The eggs will hatch within a day or so and will emerge as wigglers. The father will still typically take care of these for the next 2 days, after that, he should be removed or the fry should be taken into a grow-out tank.

They are to be fed infusoria, live baby brine shrimp and eventually crushed fish flakes and fry foods.

Dwarf Gourami aren’t easy to breed and raise since they are so small and it requires multiple aquariums to do, however, once successful, they can be an extremely rewarding species to breed.

What tank size do Dwarf Gouramis need?

One Dwarf gourami can be housed in a tank as small as 10 gallons, however, bigger is always better when it comes to aquariums and the more space you can provide your animals, the better they will do.

For housing them in pairs, or with other fish species they need a tank larger than 15 gallons. For housing them in groups, we recommend anything larger than a 20 gallon aquarium.

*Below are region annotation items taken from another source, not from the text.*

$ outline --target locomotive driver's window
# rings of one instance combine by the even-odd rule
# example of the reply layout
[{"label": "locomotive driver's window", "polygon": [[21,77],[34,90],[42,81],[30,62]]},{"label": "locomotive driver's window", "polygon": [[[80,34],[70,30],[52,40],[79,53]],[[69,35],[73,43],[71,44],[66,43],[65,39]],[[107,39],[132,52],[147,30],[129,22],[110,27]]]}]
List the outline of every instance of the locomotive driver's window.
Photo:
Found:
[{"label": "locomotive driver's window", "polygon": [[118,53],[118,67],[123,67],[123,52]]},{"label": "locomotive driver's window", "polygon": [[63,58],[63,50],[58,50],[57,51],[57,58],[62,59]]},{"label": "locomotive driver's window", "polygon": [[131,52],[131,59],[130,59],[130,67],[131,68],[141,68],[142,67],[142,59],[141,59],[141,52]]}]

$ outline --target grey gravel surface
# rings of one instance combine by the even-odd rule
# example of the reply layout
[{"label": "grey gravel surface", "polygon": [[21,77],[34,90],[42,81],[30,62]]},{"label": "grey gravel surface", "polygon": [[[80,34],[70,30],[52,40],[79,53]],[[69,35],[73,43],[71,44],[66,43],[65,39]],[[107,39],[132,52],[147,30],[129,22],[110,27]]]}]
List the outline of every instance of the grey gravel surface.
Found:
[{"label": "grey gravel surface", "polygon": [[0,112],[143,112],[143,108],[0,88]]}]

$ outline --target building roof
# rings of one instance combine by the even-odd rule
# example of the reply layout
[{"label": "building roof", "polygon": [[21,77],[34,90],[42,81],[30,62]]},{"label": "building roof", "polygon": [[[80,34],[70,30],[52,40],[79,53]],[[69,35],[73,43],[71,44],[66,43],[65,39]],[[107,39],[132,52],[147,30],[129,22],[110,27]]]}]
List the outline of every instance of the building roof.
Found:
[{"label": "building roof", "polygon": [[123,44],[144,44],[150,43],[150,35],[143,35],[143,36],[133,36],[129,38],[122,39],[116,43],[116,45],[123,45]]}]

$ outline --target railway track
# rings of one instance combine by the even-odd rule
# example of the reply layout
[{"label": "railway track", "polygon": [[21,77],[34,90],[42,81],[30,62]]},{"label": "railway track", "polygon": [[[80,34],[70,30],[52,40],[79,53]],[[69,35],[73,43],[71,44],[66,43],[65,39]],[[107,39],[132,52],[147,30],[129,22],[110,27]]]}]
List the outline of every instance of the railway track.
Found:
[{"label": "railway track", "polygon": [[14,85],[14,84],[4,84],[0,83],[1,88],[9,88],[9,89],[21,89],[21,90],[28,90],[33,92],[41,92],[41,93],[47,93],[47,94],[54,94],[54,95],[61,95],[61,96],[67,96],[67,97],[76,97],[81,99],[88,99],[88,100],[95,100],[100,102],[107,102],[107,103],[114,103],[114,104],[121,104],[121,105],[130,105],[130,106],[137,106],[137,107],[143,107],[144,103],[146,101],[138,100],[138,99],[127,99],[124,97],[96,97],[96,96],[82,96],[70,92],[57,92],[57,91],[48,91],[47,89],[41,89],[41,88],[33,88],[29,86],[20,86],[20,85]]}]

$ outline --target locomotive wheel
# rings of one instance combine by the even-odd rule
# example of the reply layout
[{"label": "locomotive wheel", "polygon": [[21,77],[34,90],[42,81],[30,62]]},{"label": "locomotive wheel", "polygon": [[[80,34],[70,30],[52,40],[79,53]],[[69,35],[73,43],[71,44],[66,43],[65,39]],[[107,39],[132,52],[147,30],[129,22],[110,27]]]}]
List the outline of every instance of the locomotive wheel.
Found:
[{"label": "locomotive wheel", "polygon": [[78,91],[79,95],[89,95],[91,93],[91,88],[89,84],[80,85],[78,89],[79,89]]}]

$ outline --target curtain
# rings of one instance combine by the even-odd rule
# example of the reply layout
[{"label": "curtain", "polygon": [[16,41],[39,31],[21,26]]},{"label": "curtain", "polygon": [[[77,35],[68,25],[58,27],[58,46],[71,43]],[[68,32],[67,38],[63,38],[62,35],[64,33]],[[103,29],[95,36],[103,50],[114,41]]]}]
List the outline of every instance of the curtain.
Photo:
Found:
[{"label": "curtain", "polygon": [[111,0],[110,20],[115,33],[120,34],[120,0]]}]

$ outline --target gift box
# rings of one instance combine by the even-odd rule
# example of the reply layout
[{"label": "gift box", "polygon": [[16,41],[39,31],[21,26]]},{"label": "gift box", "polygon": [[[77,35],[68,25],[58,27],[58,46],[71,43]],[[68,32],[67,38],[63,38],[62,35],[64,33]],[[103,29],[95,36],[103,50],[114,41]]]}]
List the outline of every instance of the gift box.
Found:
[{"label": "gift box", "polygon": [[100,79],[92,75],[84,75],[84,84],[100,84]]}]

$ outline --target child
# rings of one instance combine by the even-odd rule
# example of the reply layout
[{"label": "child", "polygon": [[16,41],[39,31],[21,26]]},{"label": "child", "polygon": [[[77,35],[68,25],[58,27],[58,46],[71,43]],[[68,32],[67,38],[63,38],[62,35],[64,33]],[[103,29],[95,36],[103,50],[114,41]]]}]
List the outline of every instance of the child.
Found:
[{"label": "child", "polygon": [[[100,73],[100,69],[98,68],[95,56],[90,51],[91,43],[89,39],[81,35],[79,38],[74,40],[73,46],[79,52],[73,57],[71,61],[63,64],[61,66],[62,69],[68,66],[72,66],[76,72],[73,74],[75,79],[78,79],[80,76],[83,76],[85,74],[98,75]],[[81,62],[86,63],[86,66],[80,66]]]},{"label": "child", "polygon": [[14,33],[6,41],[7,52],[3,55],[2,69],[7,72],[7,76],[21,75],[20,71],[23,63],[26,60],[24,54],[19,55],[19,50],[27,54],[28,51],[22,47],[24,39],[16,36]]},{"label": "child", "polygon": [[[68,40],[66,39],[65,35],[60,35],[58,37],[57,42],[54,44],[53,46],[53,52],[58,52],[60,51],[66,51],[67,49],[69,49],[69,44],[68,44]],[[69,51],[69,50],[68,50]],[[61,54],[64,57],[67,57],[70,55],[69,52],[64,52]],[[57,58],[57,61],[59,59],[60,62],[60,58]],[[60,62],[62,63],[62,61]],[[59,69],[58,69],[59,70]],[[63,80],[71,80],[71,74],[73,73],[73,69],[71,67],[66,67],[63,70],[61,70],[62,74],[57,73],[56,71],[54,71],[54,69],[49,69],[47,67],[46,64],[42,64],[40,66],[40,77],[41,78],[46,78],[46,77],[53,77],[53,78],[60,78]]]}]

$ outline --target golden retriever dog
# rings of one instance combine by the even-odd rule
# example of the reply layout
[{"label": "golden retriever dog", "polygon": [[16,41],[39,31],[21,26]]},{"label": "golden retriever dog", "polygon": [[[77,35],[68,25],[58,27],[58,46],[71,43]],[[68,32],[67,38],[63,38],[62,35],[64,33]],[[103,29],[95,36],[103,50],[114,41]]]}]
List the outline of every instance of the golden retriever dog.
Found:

What plants are best for Dwarf Gouramis?

The best plants for Dwarf Gouramis are floating plants, especially those that provide plenty of shade and or have low hanging roots:

  • Salvinia
  • Duckweed
  • Water Lettuce
  • Amazon Frogbit
  • Water Hyacinth
  • Dwarf Aquarium Lily
  • Brazilian Pennywort

Tips and tricks for care

Some advice we can give when keeping gourami is to keep them with air powered sponge filters that have little current. Dwarf Gouramis don’t like much water movement and are generally poor swimmers, so a filter that doesn’t emit much of a current is ideal.

Gouramis also like heavily planted tanks, with plenty of cover up top, so tall plants and floating plants will get you the best success in keeping a very happy Gourami.